The creamery is one of the largest employers in Meigs County with about 30 staff members, including the pick-up and delivery drivers. It is “bursting at the seams,” according to Heather Fuston, who serves as public relations director and community educator for the company. Snowville continues to operate with the Taylors’ set of values: pay the farmers a sustainable wage, keep the cows as healthy as possible, focus on the taste. Even though Warren is engaged in other projects these days, Virginia is a visible and regular presence at the center of operations. The creamery is not a cooperative. Fuston said that two other farmers—one in Ohio and one in Mason, WV—are currently part of the production group. After a three-year transition period that has just ended, all of the cows in the operation are A2/A2 cows.
The secret behind the taste is a combination of factors: the cows are primarily grass and forage fed; over the past three years the herds that comprise the creamery’s base have become solely A2/A2 cows, and the milk is processed at the lowest temperatures possible to keep it nutrient-dense. “This is the real stuff,” Fuston said. “We’re trying to maintain milk as it should be.”
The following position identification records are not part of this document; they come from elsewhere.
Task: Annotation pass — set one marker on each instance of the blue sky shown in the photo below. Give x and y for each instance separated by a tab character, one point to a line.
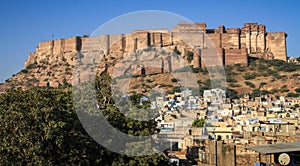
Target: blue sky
25	23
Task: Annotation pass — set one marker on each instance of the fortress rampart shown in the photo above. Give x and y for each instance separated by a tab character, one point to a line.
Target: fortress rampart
233	45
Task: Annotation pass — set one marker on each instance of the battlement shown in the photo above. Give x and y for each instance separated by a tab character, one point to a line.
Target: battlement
251	39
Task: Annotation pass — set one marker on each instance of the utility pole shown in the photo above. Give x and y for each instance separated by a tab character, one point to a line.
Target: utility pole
215	149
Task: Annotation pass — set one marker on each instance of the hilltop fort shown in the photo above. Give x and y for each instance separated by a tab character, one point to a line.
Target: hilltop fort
53	62
233	45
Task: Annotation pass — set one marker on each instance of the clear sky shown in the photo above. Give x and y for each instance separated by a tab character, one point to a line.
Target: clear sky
25	23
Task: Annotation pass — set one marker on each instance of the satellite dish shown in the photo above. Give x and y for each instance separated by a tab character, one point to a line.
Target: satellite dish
284	159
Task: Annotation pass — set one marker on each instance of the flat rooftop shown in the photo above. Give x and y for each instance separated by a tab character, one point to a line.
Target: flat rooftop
276	148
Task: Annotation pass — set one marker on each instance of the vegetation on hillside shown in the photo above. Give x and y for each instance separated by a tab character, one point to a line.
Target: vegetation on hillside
41	127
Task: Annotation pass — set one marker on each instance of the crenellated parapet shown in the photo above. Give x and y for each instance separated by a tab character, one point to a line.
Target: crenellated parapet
236	43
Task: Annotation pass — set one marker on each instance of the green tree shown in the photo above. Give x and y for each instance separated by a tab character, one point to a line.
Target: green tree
41	127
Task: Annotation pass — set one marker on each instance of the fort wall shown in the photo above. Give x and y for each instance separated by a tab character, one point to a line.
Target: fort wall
232	45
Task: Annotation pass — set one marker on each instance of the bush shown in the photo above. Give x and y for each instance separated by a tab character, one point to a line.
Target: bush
234	85
25	71
297	90
174	80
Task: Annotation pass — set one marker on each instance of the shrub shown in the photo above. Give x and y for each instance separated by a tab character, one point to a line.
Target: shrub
25	71
297	90
174	80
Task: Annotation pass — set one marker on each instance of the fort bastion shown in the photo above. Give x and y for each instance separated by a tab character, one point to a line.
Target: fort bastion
233	45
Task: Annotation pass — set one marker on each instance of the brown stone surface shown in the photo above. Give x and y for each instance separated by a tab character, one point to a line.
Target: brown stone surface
54	60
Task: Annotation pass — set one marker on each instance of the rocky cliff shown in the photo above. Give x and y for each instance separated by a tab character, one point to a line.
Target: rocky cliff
52	64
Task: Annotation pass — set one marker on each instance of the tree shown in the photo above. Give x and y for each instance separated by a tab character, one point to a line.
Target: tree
41	127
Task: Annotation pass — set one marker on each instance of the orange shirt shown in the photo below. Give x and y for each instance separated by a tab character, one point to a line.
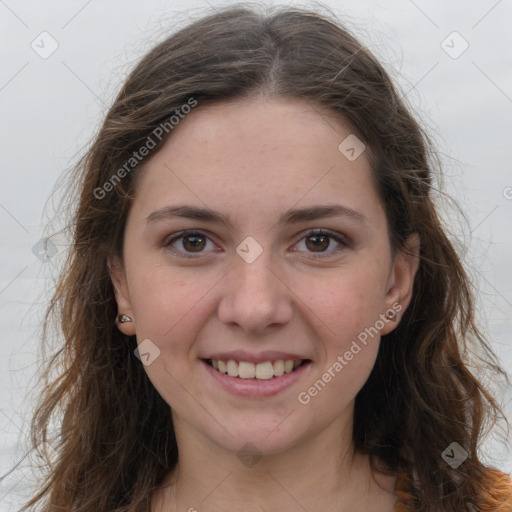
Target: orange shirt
499	495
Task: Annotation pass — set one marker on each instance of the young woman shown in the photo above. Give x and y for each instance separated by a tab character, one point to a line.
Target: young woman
261	309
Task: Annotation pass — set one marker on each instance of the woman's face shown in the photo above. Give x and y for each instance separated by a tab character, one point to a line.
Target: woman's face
220	264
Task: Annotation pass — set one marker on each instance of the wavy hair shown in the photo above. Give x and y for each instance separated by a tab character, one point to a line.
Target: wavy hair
115	439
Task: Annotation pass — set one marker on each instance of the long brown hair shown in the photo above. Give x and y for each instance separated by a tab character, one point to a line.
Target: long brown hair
116	442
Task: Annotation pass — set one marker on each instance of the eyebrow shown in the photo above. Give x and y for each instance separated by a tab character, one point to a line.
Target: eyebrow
292	216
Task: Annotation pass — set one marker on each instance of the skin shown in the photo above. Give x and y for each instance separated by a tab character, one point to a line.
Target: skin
253	159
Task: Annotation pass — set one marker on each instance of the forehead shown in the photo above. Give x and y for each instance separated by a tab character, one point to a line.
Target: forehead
258	153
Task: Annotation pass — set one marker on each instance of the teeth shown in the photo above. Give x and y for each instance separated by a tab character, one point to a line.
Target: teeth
262	371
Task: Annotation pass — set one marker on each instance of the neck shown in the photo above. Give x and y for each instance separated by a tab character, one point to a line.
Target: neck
310	476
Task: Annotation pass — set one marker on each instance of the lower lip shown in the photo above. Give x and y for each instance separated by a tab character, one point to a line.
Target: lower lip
250	388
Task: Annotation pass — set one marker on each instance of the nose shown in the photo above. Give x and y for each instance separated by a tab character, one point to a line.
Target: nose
255	297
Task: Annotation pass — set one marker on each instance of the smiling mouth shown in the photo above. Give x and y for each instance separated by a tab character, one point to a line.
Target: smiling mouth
262	371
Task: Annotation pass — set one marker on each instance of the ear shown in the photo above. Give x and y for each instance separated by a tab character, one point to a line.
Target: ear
119	282
400	285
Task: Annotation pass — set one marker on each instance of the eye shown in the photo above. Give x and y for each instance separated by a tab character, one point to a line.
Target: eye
192	242
187	243
319	240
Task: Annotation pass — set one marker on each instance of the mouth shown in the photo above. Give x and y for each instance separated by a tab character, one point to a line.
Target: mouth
267	370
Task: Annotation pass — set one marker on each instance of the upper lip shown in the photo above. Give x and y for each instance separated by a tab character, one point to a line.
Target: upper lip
260	357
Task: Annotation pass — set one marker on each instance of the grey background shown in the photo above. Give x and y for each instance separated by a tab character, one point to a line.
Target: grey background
50	107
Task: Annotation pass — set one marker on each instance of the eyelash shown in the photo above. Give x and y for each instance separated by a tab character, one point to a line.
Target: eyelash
310	233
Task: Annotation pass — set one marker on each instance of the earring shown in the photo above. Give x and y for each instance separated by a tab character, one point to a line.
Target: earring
390	314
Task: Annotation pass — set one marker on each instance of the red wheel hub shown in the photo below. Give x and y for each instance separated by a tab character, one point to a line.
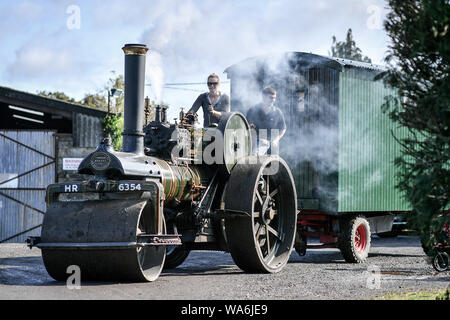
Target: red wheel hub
361	238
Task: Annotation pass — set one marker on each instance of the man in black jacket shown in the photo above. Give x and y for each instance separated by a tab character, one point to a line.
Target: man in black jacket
268	121
213	103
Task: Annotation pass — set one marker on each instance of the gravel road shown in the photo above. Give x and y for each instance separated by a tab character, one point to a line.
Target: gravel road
394	264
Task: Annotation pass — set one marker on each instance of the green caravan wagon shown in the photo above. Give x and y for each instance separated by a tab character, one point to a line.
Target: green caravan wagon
339	144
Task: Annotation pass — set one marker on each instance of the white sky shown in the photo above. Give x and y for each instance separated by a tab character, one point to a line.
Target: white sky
72	46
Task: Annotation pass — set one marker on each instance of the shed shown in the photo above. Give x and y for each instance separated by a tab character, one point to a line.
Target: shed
339	143
39	137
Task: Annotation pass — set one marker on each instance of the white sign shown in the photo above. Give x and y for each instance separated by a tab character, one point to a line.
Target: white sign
71	163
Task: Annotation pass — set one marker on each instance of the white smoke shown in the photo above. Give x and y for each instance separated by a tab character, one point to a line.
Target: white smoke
177	17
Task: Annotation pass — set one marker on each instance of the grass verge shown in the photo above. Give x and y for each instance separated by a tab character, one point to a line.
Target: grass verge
436	294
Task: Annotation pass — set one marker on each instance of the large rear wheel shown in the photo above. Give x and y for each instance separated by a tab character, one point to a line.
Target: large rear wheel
354	239
261	200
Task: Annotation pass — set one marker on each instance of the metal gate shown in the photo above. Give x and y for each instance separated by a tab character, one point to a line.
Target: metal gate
27	166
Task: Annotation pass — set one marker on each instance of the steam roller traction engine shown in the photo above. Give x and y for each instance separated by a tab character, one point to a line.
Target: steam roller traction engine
174	188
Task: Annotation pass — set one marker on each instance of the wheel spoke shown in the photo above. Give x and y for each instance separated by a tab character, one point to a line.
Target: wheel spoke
267	240
273	193
258	231
259	197
273	231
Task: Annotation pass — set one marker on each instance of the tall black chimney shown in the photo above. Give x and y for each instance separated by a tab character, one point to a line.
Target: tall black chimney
133	137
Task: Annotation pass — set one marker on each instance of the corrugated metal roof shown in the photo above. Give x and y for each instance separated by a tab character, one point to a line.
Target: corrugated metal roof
303	60
38	102
358	64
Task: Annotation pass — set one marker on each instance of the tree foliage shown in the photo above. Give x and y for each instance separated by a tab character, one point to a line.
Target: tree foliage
419	65
113	127
347	49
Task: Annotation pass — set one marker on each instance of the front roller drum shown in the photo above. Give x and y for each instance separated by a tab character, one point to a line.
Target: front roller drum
261	202
101	238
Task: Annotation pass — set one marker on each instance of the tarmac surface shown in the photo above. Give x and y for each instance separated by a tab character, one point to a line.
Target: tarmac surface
394	265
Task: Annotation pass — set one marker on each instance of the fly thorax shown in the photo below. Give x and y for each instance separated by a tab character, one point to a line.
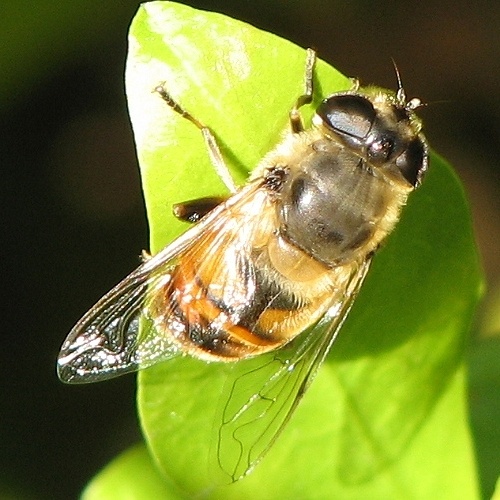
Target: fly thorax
332	202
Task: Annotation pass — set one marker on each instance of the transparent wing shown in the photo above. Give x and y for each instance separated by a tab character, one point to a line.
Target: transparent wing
119	334
252	418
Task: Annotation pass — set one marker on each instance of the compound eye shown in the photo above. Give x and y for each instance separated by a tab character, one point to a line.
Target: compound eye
412	162
350	115
381	148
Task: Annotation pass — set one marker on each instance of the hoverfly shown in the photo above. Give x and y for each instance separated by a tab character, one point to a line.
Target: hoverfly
273	268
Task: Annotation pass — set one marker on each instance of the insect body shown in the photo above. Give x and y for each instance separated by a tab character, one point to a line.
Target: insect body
274	267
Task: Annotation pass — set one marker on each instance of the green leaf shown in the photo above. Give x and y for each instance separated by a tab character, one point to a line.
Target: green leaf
132	475
386	416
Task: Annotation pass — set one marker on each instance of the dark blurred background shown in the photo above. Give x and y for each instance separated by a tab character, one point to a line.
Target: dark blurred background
74	224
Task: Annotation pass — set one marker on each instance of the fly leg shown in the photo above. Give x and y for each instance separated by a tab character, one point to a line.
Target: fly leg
210	140
296	123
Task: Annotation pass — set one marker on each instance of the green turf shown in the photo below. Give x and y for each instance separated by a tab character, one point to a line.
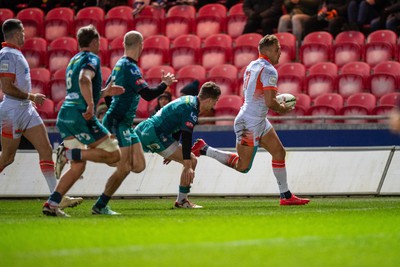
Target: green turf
227	232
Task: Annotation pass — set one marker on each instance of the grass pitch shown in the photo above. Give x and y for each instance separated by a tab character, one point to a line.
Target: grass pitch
227	232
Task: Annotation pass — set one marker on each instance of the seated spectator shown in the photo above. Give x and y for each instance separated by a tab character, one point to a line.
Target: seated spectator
364	15
262	14
298	12
331	16
162	100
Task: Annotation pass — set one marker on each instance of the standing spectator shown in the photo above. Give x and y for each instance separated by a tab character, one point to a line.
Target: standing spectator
161	133
262	14
85	138
331	16
365	13
18	116
252	127
298	12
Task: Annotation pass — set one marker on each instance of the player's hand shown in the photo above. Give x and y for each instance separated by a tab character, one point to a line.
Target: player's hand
89	112
166	161
187	176
37	98
168	79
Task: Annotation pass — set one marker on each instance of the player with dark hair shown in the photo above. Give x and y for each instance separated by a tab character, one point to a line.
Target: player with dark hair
18	115
160	134
85	138
252	127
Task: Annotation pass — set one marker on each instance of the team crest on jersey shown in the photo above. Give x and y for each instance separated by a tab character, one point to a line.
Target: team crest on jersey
140	81
272	80
4	66
189	124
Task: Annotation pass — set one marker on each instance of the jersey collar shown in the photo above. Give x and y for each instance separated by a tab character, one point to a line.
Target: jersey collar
5	44
264	57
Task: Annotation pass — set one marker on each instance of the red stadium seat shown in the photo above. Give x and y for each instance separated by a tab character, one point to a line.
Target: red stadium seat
188	74
185	50
59	22
227	106
40	79
380	46
118	21
321	79
326	104
359	104
225	76
385	78
348	47
90	15
5	14
210	20
115	51
33	21
235	20
155	51
180	20
216	50
245	49
47	109
291	76
60	51
316	48
386	103
287	41
153	76
35	52
353	78
149	21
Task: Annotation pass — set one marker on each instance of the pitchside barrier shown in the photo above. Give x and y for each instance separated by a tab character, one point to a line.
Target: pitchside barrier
311	171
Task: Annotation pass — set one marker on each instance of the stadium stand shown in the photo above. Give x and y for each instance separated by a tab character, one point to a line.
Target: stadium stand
90	15
227	106
35	52
60	51
316	47
348	47
59	22
385	78
185	50
359	104
155	51
353	78
33	20
216	50
149	21
179	20
117	22
380	46
245	49
225	76
291	76
321	79
210	20
235	21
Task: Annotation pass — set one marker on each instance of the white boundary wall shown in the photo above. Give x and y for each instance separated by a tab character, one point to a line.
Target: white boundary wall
325	171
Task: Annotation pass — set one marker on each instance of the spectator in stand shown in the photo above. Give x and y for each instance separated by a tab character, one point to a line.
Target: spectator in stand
331	16
365	12
262	14
390	18
298	12
162	100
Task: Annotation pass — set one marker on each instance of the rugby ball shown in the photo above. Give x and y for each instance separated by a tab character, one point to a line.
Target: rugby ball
288	99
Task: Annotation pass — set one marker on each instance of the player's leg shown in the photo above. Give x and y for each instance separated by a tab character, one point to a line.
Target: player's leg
271	142
174	152
122	170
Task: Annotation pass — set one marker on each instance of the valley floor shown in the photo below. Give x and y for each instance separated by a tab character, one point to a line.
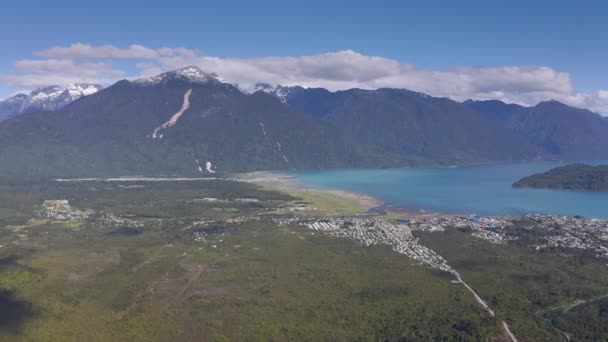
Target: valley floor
221	260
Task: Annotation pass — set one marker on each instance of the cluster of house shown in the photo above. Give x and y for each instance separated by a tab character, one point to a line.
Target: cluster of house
572	232
60	210
488	228
369	231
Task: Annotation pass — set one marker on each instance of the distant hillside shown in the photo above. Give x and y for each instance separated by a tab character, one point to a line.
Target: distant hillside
184	122
569	177
48	98
559	131
415	125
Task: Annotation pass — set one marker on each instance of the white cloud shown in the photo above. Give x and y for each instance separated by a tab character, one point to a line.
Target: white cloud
30	74
339	70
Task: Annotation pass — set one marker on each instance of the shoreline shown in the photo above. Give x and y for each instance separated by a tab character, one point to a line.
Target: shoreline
276	181
368	205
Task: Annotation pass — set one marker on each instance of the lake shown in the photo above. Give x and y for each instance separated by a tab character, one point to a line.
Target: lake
483	190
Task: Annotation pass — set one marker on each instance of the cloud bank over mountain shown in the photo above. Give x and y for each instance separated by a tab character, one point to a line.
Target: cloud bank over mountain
526	85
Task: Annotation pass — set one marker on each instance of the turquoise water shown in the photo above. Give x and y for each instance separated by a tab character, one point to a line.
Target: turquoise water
483	190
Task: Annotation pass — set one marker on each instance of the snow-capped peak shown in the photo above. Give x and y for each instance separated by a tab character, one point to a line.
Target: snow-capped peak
56	97
19	98
277	90
191	74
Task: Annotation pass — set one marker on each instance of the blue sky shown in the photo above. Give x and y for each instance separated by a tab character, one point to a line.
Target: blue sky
566	36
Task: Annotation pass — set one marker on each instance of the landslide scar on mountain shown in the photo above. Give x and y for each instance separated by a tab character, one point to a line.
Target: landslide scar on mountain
175	117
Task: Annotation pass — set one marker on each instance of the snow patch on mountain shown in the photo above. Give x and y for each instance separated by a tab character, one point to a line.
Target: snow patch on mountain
209	166
56	97
279	91
281	151
174	117
198	166
190	74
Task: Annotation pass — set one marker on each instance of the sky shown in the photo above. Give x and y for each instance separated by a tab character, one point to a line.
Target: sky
516	51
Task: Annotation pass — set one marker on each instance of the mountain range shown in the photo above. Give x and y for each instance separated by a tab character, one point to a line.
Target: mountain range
187	122
48	98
Even this time of year, the cows are out foraging. Their diet is supplemented with a minimal amount of non-GMO grain. “We try to keep that at about 10 percent of their diet, but we want them to be as healthy as possible,” Fuston noted, and added that the farmers who manage the three herds make feed decisions based on conditions at their own farms. The cows at Melody Holler are rotated to different pasture after each milking, about 12 hours apart, which helps sustain the grass as long as possible.
The A2/A2 designation is determined by the genetics of the individual cows and means that the cow has the A2 genetic factor on both sides of her family tree. Guernsey and Jersey cows are typically A2, which means that their milk is consistently nutrient-rich, dense with beta-casein protein, and less likely to cause stomach discomfort in humans. The A2 Milk Company originated in New Zealand and has been responsible for bringing this aspect of milk to light. Fuston says that company has invested in advertising and education programs world-wide that a small creamery, such as Snowville, could not afford. The typical Holstein cow—those black and white ones most often associated with dairy products—does not have the A2 gene.
Although Snowville is not organically certified, “our standards are even cleaner, even better for the cows and for” consumers than organic requires, Fuston said. This allows them to get to a premium price point for not only milk, but yogurt, half and half, and cream. “It’s always a struggle to make enough cream,” Fuston added, and demand for whipping cream is high year round. “We see opportunities especially with A2 as people become more aware of the health benefits” it has. Right now she notes that their “niche is a safe place to be” but it is not invulnerable. Two other Northern Ohio companies are competing with them now.
Whole Foods distributes products from Snowville in the East, and uses them in their in-store bakeries. The creamery produces, on average, 15,500 cartons of milk each week. They run production five days a week. “We’re committed to staying local,” Fuston noted, adding that it would be hard to move the product much farther east or west than it’s going right now. A lot of what happens in milk marketing has to do with the shelf-stable dates that are allowable. “We have a short” shelf-life “since we’re minimally pasteurized.” Snowville is delivered twice a week to stores in Columbus, Cincinnati, Dayton and Cleveland.
Although the future is always a gamble, Snowville plans to stay in Meigs County. “We have a commitment to this place and to these people,” Warren says in one of the company’s videos. They’re going to go on doing their best to bring consumers, “the best milk ever.”